In JavaScript, objects are reference types, meaning simple assignment creates a reference to the original object, not a copy. Deep cloning creates a completely independent copy with separate memory allocation for nested objects and arrays.

Understanding Deep vs Shallow Cloning

Shallow cloning copies only the top-level properties, while deep cloning recursively copies all nested objects. Methods like spread operator and Object.assign() only perform shallow copies.

Using JSON.parse() and JSON.stringify() (Most Common)

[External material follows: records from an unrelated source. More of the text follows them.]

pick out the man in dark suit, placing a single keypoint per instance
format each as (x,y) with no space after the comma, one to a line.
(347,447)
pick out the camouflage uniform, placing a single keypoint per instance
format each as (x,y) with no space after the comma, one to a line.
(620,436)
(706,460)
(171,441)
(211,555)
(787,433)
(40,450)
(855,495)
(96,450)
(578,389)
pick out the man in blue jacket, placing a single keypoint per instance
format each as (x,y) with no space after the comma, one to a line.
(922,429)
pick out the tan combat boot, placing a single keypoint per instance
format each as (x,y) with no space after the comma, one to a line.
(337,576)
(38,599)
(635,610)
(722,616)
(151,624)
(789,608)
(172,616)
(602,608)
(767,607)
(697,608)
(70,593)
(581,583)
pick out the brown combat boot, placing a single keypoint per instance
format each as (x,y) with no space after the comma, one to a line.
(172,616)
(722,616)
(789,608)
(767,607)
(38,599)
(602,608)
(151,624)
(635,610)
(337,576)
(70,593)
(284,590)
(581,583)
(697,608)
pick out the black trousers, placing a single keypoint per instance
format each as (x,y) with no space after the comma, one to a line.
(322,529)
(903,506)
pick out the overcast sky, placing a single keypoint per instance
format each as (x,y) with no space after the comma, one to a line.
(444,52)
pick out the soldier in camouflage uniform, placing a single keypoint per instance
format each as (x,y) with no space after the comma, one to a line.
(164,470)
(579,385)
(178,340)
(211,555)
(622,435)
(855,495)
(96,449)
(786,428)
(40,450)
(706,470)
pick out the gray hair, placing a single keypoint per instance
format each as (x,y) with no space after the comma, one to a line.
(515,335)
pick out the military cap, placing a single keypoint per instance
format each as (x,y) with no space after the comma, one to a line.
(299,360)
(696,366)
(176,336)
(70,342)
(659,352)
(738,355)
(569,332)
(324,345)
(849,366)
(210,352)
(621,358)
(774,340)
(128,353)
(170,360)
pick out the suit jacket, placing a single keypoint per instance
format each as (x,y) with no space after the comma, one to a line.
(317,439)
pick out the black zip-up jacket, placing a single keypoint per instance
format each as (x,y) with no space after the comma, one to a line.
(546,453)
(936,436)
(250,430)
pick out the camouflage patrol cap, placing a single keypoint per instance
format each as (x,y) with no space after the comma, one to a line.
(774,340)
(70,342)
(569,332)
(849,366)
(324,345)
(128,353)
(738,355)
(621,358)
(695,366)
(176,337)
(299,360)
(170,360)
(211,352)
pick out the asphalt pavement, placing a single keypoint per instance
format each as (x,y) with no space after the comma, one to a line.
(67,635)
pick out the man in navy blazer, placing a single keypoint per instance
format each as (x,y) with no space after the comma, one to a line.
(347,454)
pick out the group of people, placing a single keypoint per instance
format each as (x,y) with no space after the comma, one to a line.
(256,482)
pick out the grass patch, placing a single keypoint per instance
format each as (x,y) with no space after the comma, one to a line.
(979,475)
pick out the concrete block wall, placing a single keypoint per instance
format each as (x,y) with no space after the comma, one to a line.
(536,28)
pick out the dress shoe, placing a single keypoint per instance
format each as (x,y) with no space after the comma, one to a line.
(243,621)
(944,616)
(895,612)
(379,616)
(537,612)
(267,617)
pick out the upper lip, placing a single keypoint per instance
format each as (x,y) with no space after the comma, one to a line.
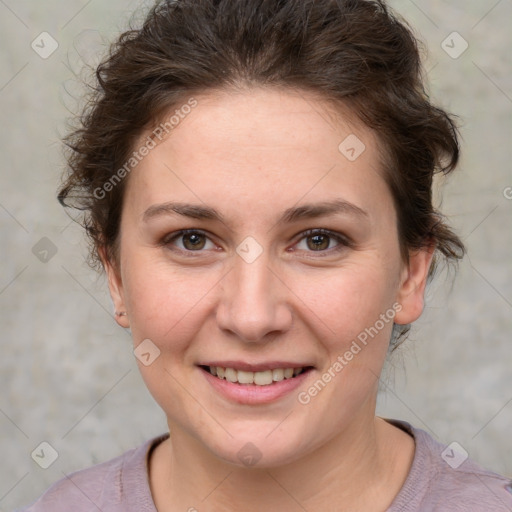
(255,367)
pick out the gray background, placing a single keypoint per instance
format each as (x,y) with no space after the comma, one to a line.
(68,375)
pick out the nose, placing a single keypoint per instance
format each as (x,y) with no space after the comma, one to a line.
(254,303)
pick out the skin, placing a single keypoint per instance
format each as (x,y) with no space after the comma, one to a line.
(252,155)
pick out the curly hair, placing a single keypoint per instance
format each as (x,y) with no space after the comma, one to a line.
(356,53)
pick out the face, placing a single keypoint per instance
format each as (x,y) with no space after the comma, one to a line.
(250,242)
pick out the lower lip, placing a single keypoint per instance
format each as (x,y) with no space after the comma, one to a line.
(252,393)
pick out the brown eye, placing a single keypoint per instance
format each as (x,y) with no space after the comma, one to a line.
(189,241)
(322,241)
(194,241)
(318,242)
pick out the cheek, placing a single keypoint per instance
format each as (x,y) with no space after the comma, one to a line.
(165,304)
(349,300)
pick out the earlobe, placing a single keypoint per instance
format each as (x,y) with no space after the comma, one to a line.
(412,287)
(115,286)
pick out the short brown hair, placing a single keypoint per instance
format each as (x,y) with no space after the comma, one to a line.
(355,52)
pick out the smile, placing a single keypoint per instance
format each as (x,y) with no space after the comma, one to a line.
(261,378)
(255,384)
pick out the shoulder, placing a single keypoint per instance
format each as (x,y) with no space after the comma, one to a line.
(106,486)
(443,478)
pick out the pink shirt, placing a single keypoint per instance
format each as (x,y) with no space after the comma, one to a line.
(436,482)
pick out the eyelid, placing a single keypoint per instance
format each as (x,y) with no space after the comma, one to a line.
(342,240)
(170,237)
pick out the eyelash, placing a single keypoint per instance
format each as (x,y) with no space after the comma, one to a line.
(343,241)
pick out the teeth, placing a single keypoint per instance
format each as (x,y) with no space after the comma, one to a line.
(277,374)
(258,378)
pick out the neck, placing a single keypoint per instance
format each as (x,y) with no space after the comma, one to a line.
(360,469)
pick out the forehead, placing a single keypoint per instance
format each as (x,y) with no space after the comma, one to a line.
(259,149)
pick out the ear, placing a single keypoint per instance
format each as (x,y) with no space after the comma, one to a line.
(115,285)
(412,286)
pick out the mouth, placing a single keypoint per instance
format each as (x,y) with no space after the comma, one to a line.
(263,377)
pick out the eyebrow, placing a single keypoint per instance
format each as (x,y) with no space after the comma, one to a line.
(307,211)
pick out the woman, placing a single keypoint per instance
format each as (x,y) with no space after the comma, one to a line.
(256,178)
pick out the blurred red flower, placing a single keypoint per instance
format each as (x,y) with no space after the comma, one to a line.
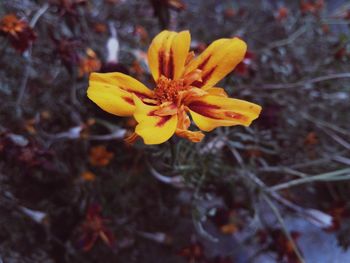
(94,227)
(99,156)
(20,34)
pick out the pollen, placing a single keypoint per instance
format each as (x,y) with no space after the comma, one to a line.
(167,90)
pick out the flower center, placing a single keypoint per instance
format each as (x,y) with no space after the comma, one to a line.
(167,90)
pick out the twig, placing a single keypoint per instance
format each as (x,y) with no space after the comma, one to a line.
(320,177)
(303,82)
(283,225)
(28,57)
(338,139)
(288,40)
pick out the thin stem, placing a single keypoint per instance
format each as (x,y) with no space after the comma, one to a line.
(283,225)
(321,177)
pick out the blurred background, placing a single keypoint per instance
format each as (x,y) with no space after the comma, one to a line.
(71,189)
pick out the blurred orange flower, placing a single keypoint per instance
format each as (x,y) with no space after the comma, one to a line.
(183,85)
(89,64)
(88,176)
(100,156)
(312,7)
(20,34)
(282,13)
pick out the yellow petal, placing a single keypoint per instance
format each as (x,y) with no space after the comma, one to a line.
(152,128)
(209,112)
(216,61)
(167,54)
(113,92)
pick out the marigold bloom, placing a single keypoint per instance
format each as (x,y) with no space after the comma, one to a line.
(184,84)
(90,63)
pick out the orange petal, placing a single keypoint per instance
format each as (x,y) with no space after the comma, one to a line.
(219,59)
(167,54)
(217,92)
(193,136)
(209,112)
(113,92)
(152,128)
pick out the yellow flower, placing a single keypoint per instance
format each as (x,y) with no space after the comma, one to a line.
(184,84)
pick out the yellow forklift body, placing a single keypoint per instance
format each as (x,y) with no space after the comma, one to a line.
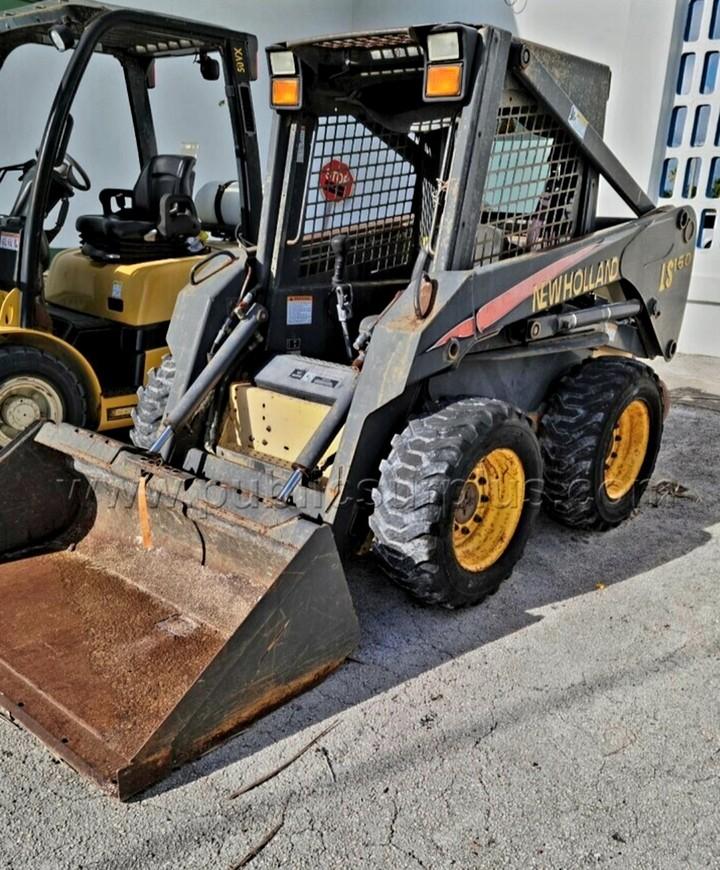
(135,294)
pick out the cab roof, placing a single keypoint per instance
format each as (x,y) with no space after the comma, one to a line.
(148,35)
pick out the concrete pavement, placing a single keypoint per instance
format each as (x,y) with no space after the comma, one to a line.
(571,721)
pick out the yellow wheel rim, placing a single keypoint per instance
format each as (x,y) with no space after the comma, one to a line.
(488,511)
(628,449)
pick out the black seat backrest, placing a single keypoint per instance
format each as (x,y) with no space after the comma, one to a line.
(164,173)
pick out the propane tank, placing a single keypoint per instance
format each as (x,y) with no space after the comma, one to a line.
(219,206)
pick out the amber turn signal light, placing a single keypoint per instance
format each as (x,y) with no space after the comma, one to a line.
(286,93)
(443,80)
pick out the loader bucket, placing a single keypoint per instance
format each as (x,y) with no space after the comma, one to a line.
(147,614)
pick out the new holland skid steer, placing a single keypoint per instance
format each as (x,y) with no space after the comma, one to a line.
(434,330)
(78,339)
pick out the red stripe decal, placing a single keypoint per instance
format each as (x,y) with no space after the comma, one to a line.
(502,305)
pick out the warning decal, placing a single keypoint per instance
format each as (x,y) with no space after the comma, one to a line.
(9,241)
(336,181)
(299,312)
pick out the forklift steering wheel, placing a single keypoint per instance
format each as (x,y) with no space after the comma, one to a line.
(72,174)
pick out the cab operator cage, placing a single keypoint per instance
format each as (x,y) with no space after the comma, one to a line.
(486,176)
(136,39)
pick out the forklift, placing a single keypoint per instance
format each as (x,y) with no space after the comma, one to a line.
(80,331)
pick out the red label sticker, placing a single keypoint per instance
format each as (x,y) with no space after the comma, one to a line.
(336,181)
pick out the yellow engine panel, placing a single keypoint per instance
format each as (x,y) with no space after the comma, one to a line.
(275,425)
(140,293)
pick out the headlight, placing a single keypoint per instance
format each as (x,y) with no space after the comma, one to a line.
(443,46)
(282,63)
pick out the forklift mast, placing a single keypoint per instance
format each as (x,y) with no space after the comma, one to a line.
(136,38)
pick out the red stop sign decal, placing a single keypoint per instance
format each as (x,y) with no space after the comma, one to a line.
(336,181)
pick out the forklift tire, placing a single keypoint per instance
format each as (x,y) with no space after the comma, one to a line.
(457,500)
(600,438)
(36,385)
(152,403)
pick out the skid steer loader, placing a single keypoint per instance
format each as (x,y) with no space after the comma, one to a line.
(434,329)
(79,335)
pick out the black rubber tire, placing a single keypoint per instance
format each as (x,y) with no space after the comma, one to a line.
(576,432)
(419,484)
(152,403)
(19,360)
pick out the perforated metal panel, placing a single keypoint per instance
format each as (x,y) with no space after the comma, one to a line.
(363,184)
(367,40)
(690,170)
(532,190)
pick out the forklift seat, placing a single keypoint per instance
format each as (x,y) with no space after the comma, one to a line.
(152,221)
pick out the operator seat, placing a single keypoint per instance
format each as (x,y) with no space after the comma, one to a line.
(152,221)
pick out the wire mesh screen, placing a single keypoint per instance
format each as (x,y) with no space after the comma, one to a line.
(368,40)
(531,195)
(362,185)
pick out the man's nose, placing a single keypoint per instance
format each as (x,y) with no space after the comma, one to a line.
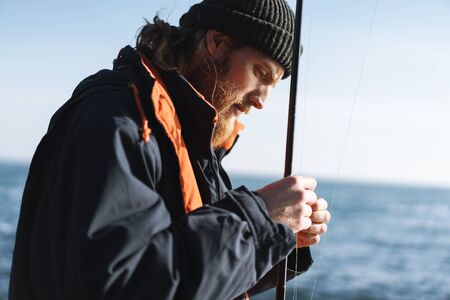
(259,97)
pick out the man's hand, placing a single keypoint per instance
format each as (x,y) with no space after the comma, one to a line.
(291,201)
(319,217)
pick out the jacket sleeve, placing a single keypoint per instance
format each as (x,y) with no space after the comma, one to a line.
(299,261)
(128,245)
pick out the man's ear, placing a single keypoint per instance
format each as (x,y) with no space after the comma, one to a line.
(217,44)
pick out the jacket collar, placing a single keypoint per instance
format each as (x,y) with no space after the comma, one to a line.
(196,115)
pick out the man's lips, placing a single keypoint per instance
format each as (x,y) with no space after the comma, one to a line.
(240,109)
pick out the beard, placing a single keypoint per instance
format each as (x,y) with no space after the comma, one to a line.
(210,78)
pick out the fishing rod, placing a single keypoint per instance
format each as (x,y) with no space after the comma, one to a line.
(280,293)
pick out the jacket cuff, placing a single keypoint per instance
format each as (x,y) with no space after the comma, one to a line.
(271,239)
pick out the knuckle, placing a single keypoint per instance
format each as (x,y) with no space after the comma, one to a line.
(316,238)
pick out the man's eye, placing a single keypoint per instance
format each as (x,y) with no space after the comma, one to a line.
(260,73)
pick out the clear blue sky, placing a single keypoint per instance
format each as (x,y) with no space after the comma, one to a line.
(401,120)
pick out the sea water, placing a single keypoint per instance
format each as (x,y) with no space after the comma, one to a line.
(383,242)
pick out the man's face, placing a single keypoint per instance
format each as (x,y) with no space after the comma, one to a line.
(241,79)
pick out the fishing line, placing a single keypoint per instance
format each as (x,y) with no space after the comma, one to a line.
(347,135)
(303,126)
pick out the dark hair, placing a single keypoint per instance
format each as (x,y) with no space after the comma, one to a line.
(173,47)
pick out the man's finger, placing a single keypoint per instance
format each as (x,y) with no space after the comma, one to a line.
(321,216)
(320,204)
(317,229)
(310,197)
(307,239)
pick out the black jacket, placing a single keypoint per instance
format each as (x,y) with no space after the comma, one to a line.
(102,213)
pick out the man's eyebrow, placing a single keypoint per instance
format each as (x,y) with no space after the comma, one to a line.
(273,74)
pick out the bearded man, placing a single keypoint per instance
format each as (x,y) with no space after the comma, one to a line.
(126,197)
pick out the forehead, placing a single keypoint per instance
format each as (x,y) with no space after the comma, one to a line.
(256,57)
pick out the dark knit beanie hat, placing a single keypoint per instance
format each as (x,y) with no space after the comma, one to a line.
(266,25)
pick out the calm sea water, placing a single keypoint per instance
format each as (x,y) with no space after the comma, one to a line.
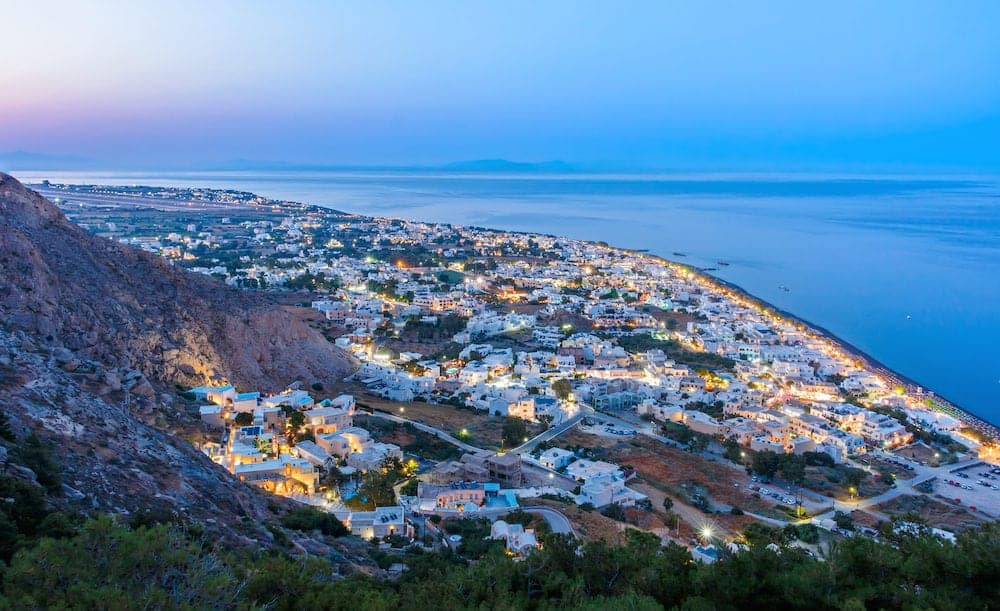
(907,269)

The most efficient and widely-used approach combines JSON.stringify() to convert the object to a string, then JSON.parse() to create a new object from that string.

Syntax

let deepCopy = JSON.parse(JSON.stringify(originalObject));

Example: Deep Cloning with JSON Methods

let employee = {
   emp_name: 'Abdul Rawoof',
   company: 'Tutorials Point',
   emp_id: 'TP10000',
   role: 'Software Engineer-Intern',
   salary: 18000,
   address: {
      city: 'Hyderabad',
      country: 'India'
   }
}

let cpyEmployee = JSON.parse(JSON.stringify(employee))
console.log("Original object:", employee)
console.log("Deep copied object:", cpyEmployee)

// Modify nested object
cpyEmployee.address.city = 'Mumbai'
cpyEmployee.emp_name = 'B Jason'

console.log("After modification:")
console.log("Original address:", employee.address.city)
console.log("Copied address:", cpyEmployee.address.city)
Original object: {
  emp_name: 'Abdul Rawoof',
  company: 'Tutorials Point',
  emp_id: 'TP10000',
  role: 'Software Engineer-Intern',
  salary: 18000,
  address: { city: 'Hyderabad', country: 'India' }
}
Deep copied object: {
  emp_name: 'Abdul Rawoof',
  company: 'Tutorials Point',
  emp_id: 'TP10000',
  role: 'Software Engineer-Intern',
  salary: 18000,
  address: { city: 'Hyderabad', country: 'India' }
}
After modification:
Original address: Hyderabad
Copied address: Mumbai

Limitations of JSON Methods

JSON methods have limitations - they cannot handle functions, undefined values, symbols, or Date objects properly:

let obj = {
   name: 'Test',
   date: new Date(),
   func: function() { return 'hello' },
   undef: undefined
}

let copy = JSON.parse(JSON.stringify(obj))
console.log("Original:", obj)
console.log("Copy:", copy)
Original: {
  name: 'Test',
  date: 2023-10-15T10:30:00.000Z,
  func: [Function: func],
  undef: undefined
}
Copy: { name: 'Test', date: '2023-10-15T10:30:00.000Z' }

Object.assign() - Shallow Copy Only

Object.assign() creates shallow copies, meaning nested objects still reference the original:

let original = {
   name: 'John',
   address: { city: 'New York' }
}

let shallowCopy = Object.assign({}, original)
shallowCopy.address.city = 'London'

console.log("Original city:", original.address.city)
console.log("Copy city:", shallowCopy.address.city)
Original city: London
Copy city: London

Comparison of Cloning Methods

Method Type Handles Functions Best For
JSON.parse/stringify Deep No Plain objects with primitive values
Object.assign() Shallow Yes Merging objects, top-level copying
Spread operator Shallow Yes Simple object copying

Conclusion

JSON.parse(JSON.stringify()) is the most efficient method for deep cloning plain JavaScript objects. For complex objects with functions or special types, consider using libraries like Lodash's cloneDeep() method.